Australia's Miners Extract a Prime Minister
The big barons of the mining industry have claimed a huge scalp – Kevin Rudd, till yesterday the prime minister of Australia.
His successor, Julia Gillard, may turn out to be no more sympathetic to BHP, Rio Tinto, Xstrata, Fortescue and the other mining giants, local and international who have been waging a huge campaign backed by vast sums of money and a media curiously uncritical of the mining lobby against a government proposal for extra taxation on mining company profits.
But that campaign has been extraordinarily successful in vilifying Rudd who in a short time frame has gone from being hugely popular to being disapproved by 55 percent of Australians, according to opinion polls.
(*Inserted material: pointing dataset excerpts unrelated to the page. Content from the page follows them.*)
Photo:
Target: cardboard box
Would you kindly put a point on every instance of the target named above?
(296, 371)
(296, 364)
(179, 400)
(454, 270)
The proposal to tax at 40 percent "super" profits of the miners – profits above a base level above the government's cost of funds – was certainly crude in its application and appalling in its presentation. It met instant opposition not just from the mining lobby which successfully scared millions into believing that there would be a mass exodus of mining investment from Australia to locations such as Canada but from those states, notably Western Australia, most reliant on mining.
Suddenly the Labor party was seen to be vulnerable with elections looming in the not too distant future. Fear combined with personal dislikes by many Labor ministers and parliamentarians of the often arrogant, nerdish, workaholic Rudd made him suddenly vulnerable. Gillard was presented with the prime minister's job on a plate by her colleagues, even including Treasurer Wayne Swan, an old mate of Rudd from way back.
Rudd had earlier lost ground because of his retreat from a carbon trading scheme that he had long promoted as Australia's contribution to reducing carbon emissions – Australia is one of the highest per capita emitters in the world, as well as selling vast quantities of polluting coal to China and elsewhere.
But at the end of the day it was the miners' onslaught which did the most damage. In reality there is a strong argument for higher taxation on depleting natural resources which have been hugely profitable in recent years because of the escalation in prices due to prior low investment coupled with the surge in demand from China and other fast growing economies. A new tax was in principle among various proposals from a tax review panel chaired by Ken Henry, secretary of the Treasury department, which reported earlier this year.
From a macroeconomic perspective, Australia might be best advised to focus on developing skill intensive industries rather than shipping untreated raw materials around the world. The mining boom has contributed to a lopsided economy where the major population centers have become over-reliant on government stimulus measures and the currency has risen to levels which leave many outside the mining industry unable to compete. Many industries outside the mining sector welcomed the Rudd proposals.
Meanwhile despite these riches Australia continues to accumulate foreign debt at a troubling rate – now some 53 percent of gross domestic product, a level only surpassed by the likes of small economies like Greece and New Zealand.
The instant reaction of a market obsessed with mining has been for the Australian dollar as well as share prices of BHP et al to rise.
But slightly long-term markets may begin to look more closely at the fundamentals of this economy and ask themselves two questions:
Whether the surge of mining investment, now set to resume after various cancellations, actual or rhetorical, will set the stage for a minerals price bust such as seen a decade ago. Chinese demand will not grow exponentially forever.
Whether sustained over-valuation of the Aussie dollar and sustained over-borrowing by Australian households is not setting the stage for a currency collapse back to 65 US cents or even the 48 cents of 2002 but also a crisis for Aussie banks. They escaped the last big banking bust because they were not big players in New York/London derivatives. But large chunks of their loans to highly indebted Australian households are funded not from domestic deposits but wholesale offshore borrowing.
We repeat our warning of a few weeks ago. Judge Australia not by its mineral wealth but its level of household debt.